In a place now called Ohio
they moved the earth into mounds
with their hands and sticks and shells,
a basketful at a time.
They traced the orbits
of their celestial gods,
signalling from below:
“We see you. We know you.”

And now, for just a few thousand dollars a year
you can join the private country club
that hosts an 18-hole golf course
on top of some mounds that survived
the spread of surrounding suburbia.
Come on down and whack a Titleist
off the crest of a sacred formation,
then zip off in your cart past “Big Chief”
on your quest for par four.

And in response to those
who would see this astrological wonder
preserved as a monument for all humanity,
a place to align oneself with earth’s only natural satellite,
the club says,
Sure, just fork over twelve mill
and we’ll tear up some new land,
to cover in sterile, unproductive sod
that guzzles millions of gallons
of water and nitrogen
for our exclusive,
frivolous sport.

See You Tomorrow
(2020)

“See you tomorrow,” we say, without actually knowing if we will or not. We intend to, we plan on it, we hope it’s true. Yet, no one can be certain that tomorrow will come for any of us.

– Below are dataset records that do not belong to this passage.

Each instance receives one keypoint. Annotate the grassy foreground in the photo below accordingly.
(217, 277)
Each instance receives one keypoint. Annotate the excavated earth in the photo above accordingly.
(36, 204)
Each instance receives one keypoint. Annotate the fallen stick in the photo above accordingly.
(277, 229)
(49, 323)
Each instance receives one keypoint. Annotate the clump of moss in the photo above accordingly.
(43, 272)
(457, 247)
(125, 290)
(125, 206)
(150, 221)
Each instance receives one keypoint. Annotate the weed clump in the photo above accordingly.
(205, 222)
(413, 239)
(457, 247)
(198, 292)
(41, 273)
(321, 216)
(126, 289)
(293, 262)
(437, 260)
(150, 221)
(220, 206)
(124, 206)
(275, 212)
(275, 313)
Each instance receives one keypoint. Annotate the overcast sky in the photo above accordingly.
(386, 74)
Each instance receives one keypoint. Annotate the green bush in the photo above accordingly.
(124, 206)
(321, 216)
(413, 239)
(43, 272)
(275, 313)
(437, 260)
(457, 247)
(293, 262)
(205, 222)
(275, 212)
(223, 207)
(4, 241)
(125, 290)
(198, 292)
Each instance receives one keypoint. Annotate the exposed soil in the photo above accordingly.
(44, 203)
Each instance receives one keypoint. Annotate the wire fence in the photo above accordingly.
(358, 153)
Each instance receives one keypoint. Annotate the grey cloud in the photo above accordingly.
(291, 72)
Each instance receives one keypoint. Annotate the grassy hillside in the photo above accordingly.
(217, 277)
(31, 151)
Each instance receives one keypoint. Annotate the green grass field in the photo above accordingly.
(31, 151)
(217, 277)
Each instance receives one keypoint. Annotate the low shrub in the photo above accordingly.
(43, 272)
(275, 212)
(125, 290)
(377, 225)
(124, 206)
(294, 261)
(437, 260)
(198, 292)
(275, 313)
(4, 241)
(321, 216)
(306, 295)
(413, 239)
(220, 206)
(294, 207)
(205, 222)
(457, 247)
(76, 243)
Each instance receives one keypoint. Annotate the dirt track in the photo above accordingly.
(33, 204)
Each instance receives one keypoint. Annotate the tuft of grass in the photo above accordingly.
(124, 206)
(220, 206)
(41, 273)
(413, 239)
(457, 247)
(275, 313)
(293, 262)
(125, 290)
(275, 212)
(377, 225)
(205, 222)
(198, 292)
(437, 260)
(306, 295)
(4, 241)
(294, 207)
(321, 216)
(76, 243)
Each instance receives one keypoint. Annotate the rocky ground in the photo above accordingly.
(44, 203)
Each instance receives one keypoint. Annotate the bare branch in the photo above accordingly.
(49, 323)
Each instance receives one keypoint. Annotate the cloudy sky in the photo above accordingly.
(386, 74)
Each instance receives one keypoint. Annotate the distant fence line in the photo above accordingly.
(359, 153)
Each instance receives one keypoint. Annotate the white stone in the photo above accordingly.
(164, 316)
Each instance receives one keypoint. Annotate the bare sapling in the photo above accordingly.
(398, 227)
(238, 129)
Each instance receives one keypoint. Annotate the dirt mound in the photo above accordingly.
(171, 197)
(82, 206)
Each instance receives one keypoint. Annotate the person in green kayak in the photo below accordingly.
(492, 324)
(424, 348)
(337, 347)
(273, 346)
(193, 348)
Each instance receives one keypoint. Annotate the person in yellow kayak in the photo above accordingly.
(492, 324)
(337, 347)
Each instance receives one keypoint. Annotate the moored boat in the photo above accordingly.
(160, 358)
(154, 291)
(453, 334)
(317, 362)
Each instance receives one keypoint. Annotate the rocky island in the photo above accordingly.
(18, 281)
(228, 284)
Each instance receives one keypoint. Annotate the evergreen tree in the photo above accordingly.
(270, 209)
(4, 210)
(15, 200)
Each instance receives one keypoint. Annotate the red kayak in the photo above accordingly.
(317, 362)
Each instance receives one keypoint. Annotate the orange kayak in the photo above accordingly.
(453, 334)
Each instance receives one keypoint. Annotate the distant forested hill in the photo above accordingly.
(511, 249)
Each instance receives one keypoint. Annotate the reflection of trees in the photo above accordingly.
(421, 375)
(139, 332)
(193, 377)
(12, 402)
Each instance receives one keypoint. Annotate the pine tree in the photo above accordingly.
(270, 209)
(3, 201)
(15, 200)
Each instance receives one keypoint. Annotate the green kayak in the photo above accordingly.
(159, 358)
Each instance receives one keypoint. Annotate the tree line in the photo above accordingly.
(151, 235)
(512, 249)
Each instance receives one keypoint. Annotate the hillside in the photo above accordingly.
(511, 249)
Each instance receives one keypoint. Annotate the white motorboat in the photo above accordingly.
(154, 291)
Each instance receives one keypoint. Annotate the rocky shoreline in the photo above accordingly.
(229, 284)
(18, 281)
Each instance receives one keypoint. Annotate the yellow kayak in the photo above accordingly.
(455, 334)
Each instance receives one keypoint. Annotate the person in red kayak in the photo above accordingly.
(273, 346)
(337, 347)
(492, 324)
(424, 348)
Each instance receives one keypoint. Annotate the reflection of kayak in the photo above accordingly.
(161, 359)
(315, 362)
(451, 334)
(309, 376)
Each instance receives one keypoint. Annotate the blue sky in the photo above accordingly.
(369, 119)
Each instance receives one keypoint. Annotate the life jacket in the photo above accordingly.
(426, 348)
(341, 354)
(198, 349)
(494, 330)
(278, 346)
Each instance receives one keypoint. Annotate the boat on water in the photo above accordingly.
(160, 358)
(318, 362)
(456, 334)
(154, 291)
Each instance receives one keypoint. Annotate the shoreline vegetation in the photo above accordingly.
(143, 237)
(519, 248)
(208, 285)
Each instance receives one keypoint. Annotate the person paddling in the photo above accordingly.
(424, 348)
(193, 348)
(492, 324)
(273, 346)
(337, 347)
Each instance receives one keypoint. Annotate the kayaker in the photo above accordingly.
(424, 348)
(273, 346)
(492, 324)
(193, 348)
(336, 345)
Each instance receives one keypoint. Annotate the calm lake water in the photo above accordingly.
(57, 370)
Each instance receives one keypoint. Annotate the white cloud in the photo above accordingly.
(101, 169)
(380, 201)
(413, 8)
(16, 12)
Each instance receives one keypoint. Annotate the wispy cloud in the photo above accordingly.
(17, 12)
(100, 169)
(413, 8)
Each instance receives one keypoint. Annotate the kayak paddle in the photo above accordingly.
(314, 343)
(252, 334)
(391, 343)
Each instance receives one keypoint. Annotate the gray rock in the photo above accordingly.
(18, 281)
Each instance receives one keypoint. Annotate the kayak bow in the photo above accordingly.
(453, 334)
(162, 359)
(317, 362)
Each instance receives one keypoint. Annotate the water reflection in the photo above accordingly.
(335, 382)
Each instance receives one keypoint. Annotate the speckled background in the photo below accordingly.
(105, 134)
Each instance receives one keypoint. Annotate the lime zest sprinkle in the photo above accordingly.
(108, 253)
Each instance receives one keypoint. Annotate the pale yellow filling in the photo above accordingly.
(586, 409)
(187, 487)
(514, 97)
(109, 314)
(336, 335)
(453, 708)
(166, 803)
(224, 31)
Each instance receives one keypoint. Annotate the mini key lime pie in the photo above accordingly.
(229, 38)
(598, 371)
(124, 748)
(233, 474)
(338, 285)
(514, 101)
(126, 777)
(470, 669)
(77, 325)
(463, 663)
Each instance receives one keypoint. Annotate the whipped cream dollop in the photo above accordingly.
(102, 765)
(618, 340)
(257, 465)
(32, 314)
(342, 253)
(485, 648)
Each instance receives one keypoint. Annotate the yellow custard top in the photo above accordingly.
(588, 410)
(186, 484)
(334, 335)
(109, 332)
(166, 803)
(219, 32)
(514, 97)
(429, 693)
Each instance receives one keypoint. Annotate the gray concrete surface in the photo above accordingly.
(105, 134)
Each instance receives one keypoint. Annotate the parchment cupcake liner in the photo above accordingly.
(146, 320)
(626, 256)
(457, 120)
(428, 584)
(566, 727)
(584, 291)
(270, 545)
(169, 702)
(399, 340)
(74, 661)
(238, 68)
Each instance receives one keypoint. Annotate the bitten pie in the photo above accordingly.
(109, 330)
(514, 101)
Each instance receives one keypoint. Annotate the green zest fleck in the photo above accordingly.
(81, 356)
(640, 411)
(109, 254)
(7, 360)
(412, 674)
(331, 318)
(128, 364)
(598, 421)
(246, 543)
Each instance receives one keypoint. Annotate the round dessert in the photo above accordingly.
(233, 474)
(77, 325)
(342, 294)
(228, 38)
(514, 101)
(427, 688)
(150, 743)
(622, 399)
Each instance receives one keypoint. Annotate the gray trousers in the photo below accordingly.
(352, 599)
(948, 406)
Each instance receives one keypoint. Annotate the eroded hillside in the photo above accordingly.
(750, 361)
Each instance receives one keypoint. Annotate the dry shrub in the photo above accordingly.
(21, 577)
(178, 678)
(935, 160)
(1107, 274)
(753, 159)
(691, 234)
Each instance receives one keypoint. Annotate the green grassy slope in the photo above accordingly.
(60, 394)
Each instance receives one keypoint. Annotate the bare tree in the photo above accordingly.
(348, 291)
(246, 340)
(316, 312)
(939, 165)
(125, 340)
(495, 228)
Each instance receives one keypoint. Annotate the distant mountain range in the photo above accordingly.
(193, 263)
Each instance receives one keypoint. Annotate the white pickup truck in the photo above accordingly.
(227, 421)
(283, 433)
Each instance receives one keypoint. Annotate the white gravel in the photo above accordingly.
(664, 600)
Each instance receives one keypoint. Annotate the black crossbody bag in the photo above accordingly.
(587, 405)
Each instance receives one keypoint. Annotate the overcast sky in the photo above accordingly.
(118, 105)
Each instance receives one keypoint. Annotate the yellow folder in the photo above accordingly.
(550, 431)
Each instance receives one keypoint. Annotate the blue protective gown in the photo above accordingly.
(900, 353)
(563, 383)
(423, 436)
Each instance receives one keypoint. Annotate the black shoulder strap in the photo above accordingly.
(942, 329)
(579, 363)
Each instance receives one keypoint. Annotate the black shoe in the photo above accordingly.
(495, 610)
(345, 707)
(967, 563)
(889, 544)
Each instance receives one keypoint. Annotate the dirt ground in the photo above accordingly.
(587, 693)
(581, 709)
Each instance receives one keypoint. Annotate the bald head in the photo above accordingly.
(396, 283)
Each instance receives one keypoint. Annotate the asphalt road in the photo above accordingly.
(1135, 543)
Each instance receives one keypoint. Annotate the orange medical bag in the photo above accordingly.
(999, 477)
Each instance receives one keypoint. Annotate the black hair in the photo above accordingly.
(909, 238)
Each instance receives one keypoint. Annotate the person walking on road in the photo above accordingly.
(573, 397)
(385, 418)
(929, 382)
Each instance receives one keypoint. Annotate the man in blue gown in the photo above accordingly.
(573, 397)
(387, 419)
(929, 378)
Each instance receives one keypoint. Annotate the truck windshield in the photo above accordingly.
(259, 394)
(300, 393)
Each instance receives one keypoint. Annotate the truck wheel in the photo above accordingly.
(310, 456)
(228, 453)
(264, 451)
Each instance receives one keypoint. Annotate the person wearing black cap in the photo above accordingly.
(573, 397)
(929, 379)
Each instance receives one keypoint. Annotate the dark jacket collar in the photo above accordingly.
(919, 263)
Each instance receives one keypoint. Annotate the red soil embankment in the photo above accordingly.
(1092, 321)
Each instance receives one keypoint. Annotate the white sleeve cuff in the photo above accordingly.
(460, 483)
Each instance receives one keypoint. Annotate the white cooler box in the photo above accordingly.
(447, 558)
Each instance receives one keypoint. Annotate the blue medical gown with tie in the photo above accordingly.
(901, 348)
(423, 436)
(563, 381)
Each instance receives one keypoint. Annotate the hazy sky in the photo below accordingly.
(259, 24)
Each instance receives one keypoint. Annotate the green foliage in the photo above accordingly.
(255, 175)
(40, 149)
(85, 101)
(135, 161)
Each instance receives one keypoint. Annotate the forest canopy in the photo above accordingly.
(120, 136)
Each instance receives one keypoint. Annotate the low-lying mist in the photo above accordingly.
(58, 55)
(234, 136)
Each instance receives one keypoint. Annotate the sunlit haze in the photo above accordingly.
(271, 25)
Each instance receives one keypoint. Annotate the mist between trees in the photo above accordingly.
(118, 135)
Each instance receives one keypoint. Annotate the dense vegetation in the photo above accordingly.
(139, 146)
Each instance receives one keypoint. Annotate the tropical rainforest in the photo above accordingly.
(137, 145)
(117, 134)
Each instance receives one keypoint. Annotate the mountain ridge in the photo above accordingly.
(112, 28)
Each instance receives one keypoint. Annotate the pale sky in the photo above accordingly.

Maybe it would be better to incorporate a common Spanish phrase: ¡Si Dios quiera! which translates to If God wants; or the Arabic Inshallah meaning, God willing.

The Qur’ān teaches, “Never say of something,‘I shall do it tomorrow,’ without adding, ‘if Allah wills.’ And remember your Lord when you forget and say, ‘Perhaps my Lord will guide me to a nearer course to the right than this.’”

In the Bible, James tells the followers of Jesus,“Come now, you who say, ‘Today or tomorrow we will go into such and such a town and spend a year there and trade and make a profit’ yet you do not know what tomorrow will bring. What is your life? For you are a mist that appears for a little time and then vanishes. Instead you ought to say, ‘If the Lord wills, we will live and do this or that.’”

And for us atheists? If no omnipotent entity is stewarding us down the correct path into the future, on what should we hinge our hope? Perhaps our confidence in reaching tomorrow is simply based on the logical likelihood that we will because we have reliably continued to do so every day thus far.

Perhaps saying “See you tomorrow,” without a caveat, without a maybe belies another kind of faith.

What we really mean is, “I am willing tomorrow to come. I believe I’ll make it there, and you will too.”

I can’t think of anything more beautiful and human than that.